那这部分 ST 又是怎么来的?是通过代码预注册来的,来看看。
SchedulingType
type SchedulingType struct {
Kind string
SchedulerFactory SchedulerFactory
}
// Mapping of qualified target name (e.g. deployment.apps) targeted
// for scheduling with scheduling type
var typeRegistry = make(map[string]SchedulingType)
func RegisterSchedulingType(kind string, schedulingType SchedulingType) {
existing, ok := typeRegistry[kind]
if ok {
panic(fmt.Sprintf("Kind %q is already registered for scheduling with %q", kind, existing.Kind))
}
typeRegistry[kind] = schedulingType
}
func SchedulingTypes() map[string]SchedulingType {
result := make(map[string]SchedulingType)
for key, value := range typeRegistry {
result[key] = value
}
return result
}
func GetSchedulingType(kind string) *SchedulingType {
schedulingType, ok := typeRegistry[kind]
if ok {
return &schedulingType
}
return nil
}
SchedulingType
就两个变量,一个是对于 FederatedType 的 name(这边写为 kind,也可以认为是 target type 的 GK 形式),另一个是对应的 Scheduler Factory。

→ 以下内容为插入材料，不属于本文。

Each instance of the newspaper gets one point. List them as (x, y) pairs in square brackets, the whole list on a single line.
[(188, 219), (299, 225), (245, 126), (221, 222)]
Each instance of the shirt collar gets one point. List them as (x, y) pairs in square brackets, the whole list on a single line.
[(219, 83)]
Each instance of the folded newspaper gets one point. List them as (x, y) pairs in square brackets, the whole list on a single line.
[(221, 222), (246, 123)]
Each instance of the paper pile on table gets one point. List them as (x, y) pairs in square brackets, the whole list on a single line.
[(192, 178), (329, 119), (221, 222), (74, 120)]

外部通过 RegisterSchedulingType
注册到一个包内变量。
当前有且仅有两种 ST 就在 pkg/schedulingtypes/replicasscheduler.go
里注册的,分别是 deployments.apps
和 replicasets.apps
,他们的 factory 都是 ReplicaScheduler
(这个咱们放后面说)。
注意点
我们不难发现在 ST 中并不关注 API 的版本,只关注了其名字和所在的 Group。也就是说就 APIResource 升级来说
- 同 Group 内版本升级无感:假如 appsv1.Deployment 升级成 appsv2.Deployment 的情况这边是无感的。但如果两个版本对于 ReplicaScheduler 不兼容就需要区分化处理,就需要调整注册 type 和 FTC 的 name 来实现
- 跨 Group 有感:比如 extensionsv1beta2.Deployment 升级成 appsv1.Deployment 这时候得另外加注册,莫得办法
回到 reconcile
func (c *SchedulingManager) reconcile(qualifiedName util.QualifiedName) util.ReconciliationStatus {
key := qualifiedName.String()
...
cachedObj, exist, err := c.store.GetByKey(key)
if err != nil {
runtime.HandleError(errors.Wrapf(err, "Failed to query FederatedTypeConfig store for %q in scheduling manager", key))
return util.StatusError
}
if !exist {
c.stopScheduler(schedulingKind, typeConfigName)
return util.StatusAllOK
}
typeConfig := cachedObj.(*corev1b1.FederatedTypeConfig)

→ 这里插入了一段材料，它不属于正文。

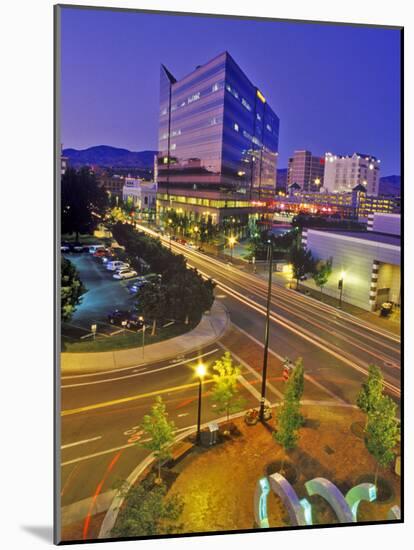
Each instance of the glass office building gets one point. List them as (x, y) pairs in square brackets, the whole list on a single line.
[(217, 134)]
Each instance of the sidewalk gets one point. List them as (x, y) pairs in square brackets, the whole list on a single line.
[(211, 327)]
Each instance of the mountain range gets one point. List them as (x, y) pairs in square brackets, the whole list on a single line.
[(107, 156)]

if !typeConfig.GetPropagationEnabled() || typeConfig.DeletionTimestamp != nil {
c.stopScheduler(schedulingKind, typeConfigName)
return util.StatusAllOK
}
// 以上从 cache 中获取对应的 FTC 对象
// 下面这个 set 其实是比较迷惑的,在里面设了 TargetType.PluralName, TargetType.Group, FederatedType.PluralName, StatusType
// 然后还写了个 TODO(marun) will name always be populated?
// 疑问点:为什么需要 SET?一脸懵逼,可能是担心某些地方漏了所以糊一糊?但这应由 webhook 处理来着。。。
// set name and group for the type config target
corev1b1.SetFederatedTypeConfigDefaults(typeConfig)
// 以下将会以 ST 创建一个 SchedulingPreferenceController 然后判断是否已经启用对应 FTC name 的 Plugin,如果没有就开起来
// Scheduling preference controller is started on demand
abstractScheduler, ok := c.schedulers.Get(schedulingKind)
if !ok {
klog.Infof("Starting schedulingpreference controller for %s", schedulingKind)
stopChan := make(chan struct{})
schedulerInterface, err := schedulingpreference.StartSchedulingPreferenceController(c.config, *schedulingType, stopChan)
if err != nil {
runtime.HandleError(errors.Wrapf(err, "Error starting schedulingpreference controller for %s", schedulingKind))
return util.StatusError
}
abstractScheduler = newSchedulerWrapper(schedulerInterface, stopChan)
c.schedulers.Store(schedulingKind, abstractScheduler)
}
scheduler := abstractScheduler.(*SchedulerWrapper)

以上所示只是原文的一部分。